細田満和子(ほそだ・みわこ) 星槎大学大学院教授
東京大学大学院人文社会系研究科で博士(社会学)を取得し、2004年からコロンビア大学、ハーバード大学で社会学、公衆衛生学、生命倫理学の研究に従事。2012年に帰国し星槎大学に着任。主著書は『パブリックヘルス』、『グローカル共生社会へのヒント』など。世界社会学会医療部会会長。アジア太平洋社会学会会長。
※プロフィールは原則として、論座に最後に執筆した当時のものです
日本への影響も必須、グローバル時代の高等教育のゆくえ
新型コロナの感染拡大防止のため、多くの国や地域において外出の自粛や禁止が実施された。学校も例外ではない。ユネスコによると、4月の時点で学校閉鎖を全土で行っている国・地域は180以上で、全世界の児童・生徒・学生の91.3%以上に当たる15億7600万人が新型コロナによる休校措置のため学校に通えなくなった。
学校のない状態で学びをいかに保障するかという課題に、教職員も学習者も試行錯誤が続き、オンラインでの授業、家庭学習の推奨、学校以外の学びの奨励など様々な学習方法が展開されてきた。ただし、影響を被っているのは学び方だけではない。新型コロナによる解雇や雇い止めが大きな社会問題になっているが、米国を見ると解雇の波は幼稚園から大学までの学校にも及んでいるのである。
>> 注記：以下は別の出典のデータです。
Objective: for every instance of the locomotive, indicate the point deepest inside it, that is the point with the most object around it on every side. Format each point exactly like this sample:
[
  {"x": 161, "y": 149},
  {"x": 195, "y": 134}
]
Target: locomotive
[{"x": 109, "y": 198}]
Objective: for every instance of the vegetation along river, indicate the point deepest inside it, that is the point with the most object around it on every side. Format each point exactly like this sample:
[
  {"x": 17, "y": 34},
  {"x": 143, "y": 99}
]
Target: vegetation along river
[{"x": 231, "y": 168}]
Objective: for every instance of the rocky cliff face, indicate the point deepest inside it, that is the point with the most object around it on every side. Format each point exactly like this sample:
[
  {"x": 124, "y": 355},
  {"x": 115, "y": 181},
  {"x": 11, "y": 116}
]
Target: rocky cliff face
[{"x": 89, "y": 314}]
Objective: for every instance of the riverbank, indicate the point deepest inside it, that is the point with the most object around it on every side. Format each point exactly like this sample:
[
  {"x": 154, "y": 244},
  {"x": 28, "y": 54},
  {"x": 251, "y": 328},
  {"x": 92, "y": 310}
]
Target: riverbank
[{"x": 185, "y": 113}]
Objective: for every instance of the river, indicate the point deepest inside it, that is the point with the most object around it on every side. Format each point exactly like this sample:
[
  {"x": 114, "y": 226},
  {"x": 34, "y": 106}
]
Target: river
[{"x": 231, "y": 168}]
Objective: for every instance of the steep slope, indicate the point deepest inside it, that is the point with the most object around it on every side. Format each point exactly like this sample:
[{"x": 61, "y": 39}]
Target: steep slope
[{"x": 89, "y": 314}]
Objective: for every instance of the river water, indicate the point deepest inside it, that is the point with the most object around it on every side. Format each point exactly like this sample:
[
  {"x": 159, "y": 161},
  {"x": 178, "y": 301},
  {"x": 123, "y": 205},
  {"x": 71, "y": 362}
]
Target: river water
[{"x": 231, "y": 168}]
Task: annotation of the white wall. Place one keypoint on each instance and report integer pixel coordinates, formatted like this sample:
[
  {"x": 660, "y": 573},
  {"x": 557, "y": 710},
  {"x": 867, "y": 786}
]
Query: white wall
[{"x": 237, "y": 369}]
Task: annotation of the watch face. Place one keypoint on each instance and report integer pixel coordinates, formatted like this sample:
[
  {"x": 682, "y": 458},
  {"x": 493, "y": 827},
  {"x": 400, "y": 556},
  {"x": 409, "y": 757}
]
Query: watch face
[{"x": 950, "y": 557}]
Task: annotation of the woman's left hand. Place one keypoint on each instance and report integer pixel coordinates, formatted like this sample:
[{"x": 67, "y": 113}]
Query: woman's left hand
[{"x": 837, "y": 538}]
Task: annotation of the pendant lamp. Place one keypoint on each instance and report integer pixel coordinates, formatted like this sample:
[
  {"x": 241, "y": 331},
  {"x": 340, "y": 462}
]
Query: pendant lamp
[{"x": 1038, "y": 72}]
ここでは米国を例に、高等教育に関してどのようなことが起こっているのかを概観してみる。その変化は日本に暮らす私たちには思いが及ばないほど急激で、しかも、簡単には後戻りできないように思われる。
米国オハイオ州のアクロン大学で、7月中旬に100人近い専任教員の解雇が発表され、これまでの最大規模の専任教員解雇数ということで、衝撃をもって受け止められた。新型コロナの感染が広がってからの大学教員の解雇はこれまでもあったが、多くは非常勤講師であり、専任教員の解雇は比較的小規模なものであった。例えば3月にはミズーリウエスタン州立大学で31人の非常勤講師の解雇が、5月にはオハイオ大学で教員53人の解雇が発表されている。6月にはテキサス大学で69人の、ミシガン大学で130人の講師が解雇された。